Penn collecting instruments for Lea music program

Lea Student

Adam Weaver

A student plays a violin in the auditorium of Henry C. Lea Elementary School.

Molly McGlone, assistant dean for advising at Penn, teaches courses in music and urban studies in the College of Arts and Sciences, including a residential program in Fisher Hassenfeld College House called “Music and Social Change.” McGlone is also a member of the West Philly Coalition for Neighborhood Schools, and for the past year and a half, she has been bringing these worlds together to establish music programs for students at West Philadelphia’s Henry C. Lea Elementary School.     

McGlone’s latest effort, which launched this week, is a collaboration between her students, the Penn Band, and the Netter Center for Community Partnerships to establish an after-school music program for Lea’s 2nd through 4th grade students.

“I took this project on because I am the person I am today because I had music education in my public school,” McGlone says.
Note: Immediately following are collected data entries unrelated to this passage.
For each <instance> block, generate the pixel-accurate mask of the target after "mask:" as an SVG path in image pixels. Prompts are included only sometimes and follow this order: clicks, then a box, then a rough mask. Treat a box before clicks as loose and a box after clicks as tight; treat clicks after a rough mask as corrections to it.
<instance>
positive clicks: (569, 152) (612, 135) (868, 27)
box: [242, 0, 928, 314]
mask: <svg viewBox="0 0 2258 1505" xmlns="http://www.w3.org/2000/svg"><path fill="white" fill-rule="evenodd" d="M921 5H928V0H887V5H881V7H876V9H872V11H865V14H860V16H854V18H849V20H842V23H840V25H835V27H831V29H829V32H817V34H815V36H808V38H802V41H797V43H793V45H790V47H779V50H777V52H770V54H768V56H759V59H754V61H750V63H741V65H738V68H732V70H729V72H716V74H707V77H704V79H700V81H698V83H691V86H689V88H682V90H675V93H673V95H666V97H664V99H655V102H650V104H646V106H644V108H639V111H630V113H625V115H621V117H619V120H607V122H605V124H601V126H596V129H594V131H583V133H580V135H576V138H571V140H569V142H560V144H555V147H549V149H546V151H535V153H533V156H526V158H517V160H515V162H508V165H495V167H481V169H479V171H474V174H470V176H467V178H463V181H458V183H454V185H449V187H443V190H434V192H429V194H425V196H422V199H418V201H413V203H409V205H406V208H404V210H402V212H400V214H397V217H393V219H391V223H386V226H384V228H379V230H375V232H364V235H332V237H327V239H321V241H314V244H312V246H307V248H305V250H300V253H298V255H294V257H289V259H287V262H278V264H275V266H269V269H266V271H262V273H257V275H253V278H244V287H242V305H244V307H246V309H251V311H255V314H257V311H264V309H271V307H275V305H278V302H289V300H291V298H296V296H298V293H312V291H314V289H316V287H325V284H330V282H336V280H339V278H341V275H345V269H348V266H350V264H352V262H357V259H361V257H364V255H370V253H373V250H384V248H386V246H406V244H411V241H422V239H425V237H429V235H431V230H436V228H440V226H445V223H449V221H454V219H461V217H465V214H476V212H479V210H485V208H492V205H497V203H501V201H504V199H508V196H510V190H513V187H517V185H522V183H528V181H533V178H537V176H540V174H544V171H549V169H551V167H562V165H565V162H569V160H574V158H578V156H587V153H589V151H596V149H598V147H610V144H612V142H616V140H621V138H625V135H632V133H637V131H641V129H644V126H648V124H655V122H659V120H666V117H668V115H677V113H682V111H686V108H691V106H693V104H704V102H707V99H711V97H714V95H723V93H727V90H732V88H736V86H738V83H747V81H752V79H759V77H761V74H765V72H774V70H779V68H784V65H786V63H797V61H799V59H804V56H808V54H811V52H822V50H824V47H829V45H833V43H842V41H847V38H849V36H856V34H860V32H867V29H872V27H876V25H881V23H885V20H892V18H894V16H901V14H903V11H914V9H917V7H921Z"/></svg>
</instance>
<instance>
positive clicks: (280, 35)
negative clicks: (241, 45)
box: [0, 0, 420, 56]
Sparked by an idea from Kushol Gupta, assistant director of the Penn Band, the University collaborators are holding an instrument drive for the Lea music program. Donation drop-off locations are at the Netter Center, Claudia Cohen Hall, the Platt Student Performing Arts House, and Lea Elementary. The drive organizers will make use of any musical items donated. McGlone says they will also accept monetary donations, which will be used to purchase accessories like strings and music stands.

Lea School

Adam Weaver

Henry C. Lea Elementary School at 4700 Locust St. The school was named after a Philadelphia historian, civic reformer, and political activist.

Already the organizers have begun trading instruments with Musicopia, an independent Philadelphia music program that helps provide underserved students in the region with musical instruments and music instruction. “If they have a quarter-sized violin and we need one, and we have a clarinet we can’t use, we’ll swap them,” says McGlone. “They’ve already given us a cello and we’ve given them some drums.”

With the added support for its music programs, Lea successfully requested funding from the School District of Philadelphia for the school’s first full-time music teacher. Penn students will be working to supplement this instruction through the Lea Community School program run by the Netter Center’s Sterling Baltimore. 

“We’ve got a whole rotating schedule of students who will be helping with small classes on musicianship, choir, and violin,” McGlone says. “It takes a village.”